I tend to drop in temporary data filters to limit the pre-loop data so that it is focused on my break point. This works ok for most loops, but it can still require a lot of run and wait with some recursive loops.

I would love to see better loop execution editing tools like execute x iterations, next iteration, previous iteration.

takbb · October 30, 2023, 8:09am

Hi @iCFO , you’re right that a component can’t solve all the issues, but actually I have some plans

The above component does in my view improve on the capabilities of the breakpoint because it can halt a workflow and allow it to be continued. It can also halt a workflow at several different iterations based on conditions in the java if, and again can be continued.

OK, so I don’t see a way of achieving “previous iteration”… but… I have got ideas on a way of implementing things like “run 20 iterations and stop” and then passing it new “configuration” on the fly without resetting the workflow (by using a separate “controller component” that passes it instructions via an H2 database, or via the file system), so that, say having had it stop, you could give it a new instruction (via the yet-to-be-written controller component) such as perform a further 10 iterations and then stop again. I hope to find the time soon to put such ideas into practice so watch this space

This is a mock-up of the architecture I’m thinking of:

A “Loop iteration controller” is placed ahead of the loop end and decides on each iteration whether to stop execution or continue.

The “Loop iteration commander” is a free-standing component not attached to the workflow so it can be re-configured and re-executed without resetting the loop. But it writes instructions into a file on the file system. This file is picked up and acted on by the Loop iteration controller, each time it is re-executed following a break. So you could have it initially configured to perform 100 executions, but then on breaking, could be “reconfigured” via the “Commander” to break on every iteration (step loop), or “allow another 500 iterations” or “run to end”, etc

iCFO · October 30, 2023, 9:24am

A free standing controller for a loop breakpoint… You sly Fox!

I use component log files like this regularly to manage settings and sync components. Never dawned on me that they might allow step loop adjustments without triggering a full re-run.

takbb · October 31, 2023, 10:38am

@iCFO , sly here

I know how you enjoy components!

It slows the loop down a bit of course, but this is to be expected when debugging, and the impact is obviously less significant overall if each iteration of the loop is already quite processing-intensive.

Probably the biggest impact on performance is the functionality it contains for configuration (such as choosing the iteration flow variable).
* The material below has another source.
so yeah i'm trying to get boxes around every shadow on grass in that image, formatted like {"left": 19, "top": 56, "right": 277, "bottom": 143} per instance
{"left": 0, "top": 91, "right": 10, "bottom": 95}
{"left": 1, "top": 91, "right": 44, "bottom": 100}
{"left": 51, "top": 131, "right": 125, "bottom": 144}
Unfortunately the config stuff all gets executed with every iteration, but I don’t see a way around that. It’s a pity there isn’t some way of turning off config-only processing during execution.

I’ll continue to try to think of ways to improve it performance-wise, but as it stands I think it will certainly aid me as a debugging tool in future.

system · January 29, 2024, 10:39am

This topic was automatically closed 90 days after the last reply. New replies are no longer allowed.